Francuz najpierw dostał za to zachowanie żółtą kartkę, bo niewiele było w tych gestach szacunku dla rywali, więcej autopromocji, ale taka kartka w lekkiej atletyce nie znaczy wiele, złota na pewno nie zabiera.
Mekhissi-Benabbad miał rzecz jasna prawo się cieszyć, bo zostawał mistrzem Europy trzeci raz. Gdy startował w igrzyskach olimpijskich i mistrzostwach świata zawsze znajdowali się Kenijczycy, którzy odbierali mu najcenniejsze medale, ale na Starym Kontynencie wciąż był królem.
Hiszpanie uznali jednak, że mistrzowi nie przystoi machać koszulką i biegać bez ważnej części stroju sportowego, złożyli protest, który jury uznało za zasadny (swoją drogą – winowajca ma w kwestii zachowania na stadionach sporo innych grzechów) i tak z wielkiej francuskiej radości zrobił się spory zawód. Przy tej okazji brąz dostał Angel Mullera, rzecz jasna Hiszpan.
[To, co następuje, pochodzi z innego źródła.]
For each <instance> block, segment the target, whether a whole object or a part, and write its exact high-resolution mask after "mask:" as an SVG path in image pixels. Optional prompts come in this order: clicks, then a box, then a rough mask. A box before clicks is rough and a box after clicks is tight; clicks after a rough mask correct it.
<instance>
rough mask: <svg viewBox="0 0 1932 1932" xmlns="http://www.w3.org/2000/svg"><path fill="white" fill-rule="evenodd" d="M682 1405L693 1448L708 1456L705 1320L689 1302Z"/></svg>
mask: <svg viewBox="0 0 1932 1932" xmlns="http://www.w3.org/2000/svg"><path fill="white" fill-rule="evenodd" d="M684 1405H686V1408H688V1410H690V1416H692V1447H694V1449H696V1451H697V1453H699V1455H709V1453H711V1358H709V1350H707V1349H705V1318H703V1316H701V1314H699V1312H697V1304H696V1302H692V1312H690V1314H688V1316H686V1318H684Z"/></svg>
My przede wszystkim patrzyliśmy z nadzieją na Krystiana Zalewskiego, który mądrze trzymał się liderów, do ostatniego okrążenia wytrzymał tempo. Stracił srebro dopiero w połowie ostatniej prostej, gdy wyprzedził go drugi z Francuzów (późniejszy mistrz Yoann Kowal), ale odzyskał je pół godziny później po dyskwalifikacji Mekhissiego-Benabbada.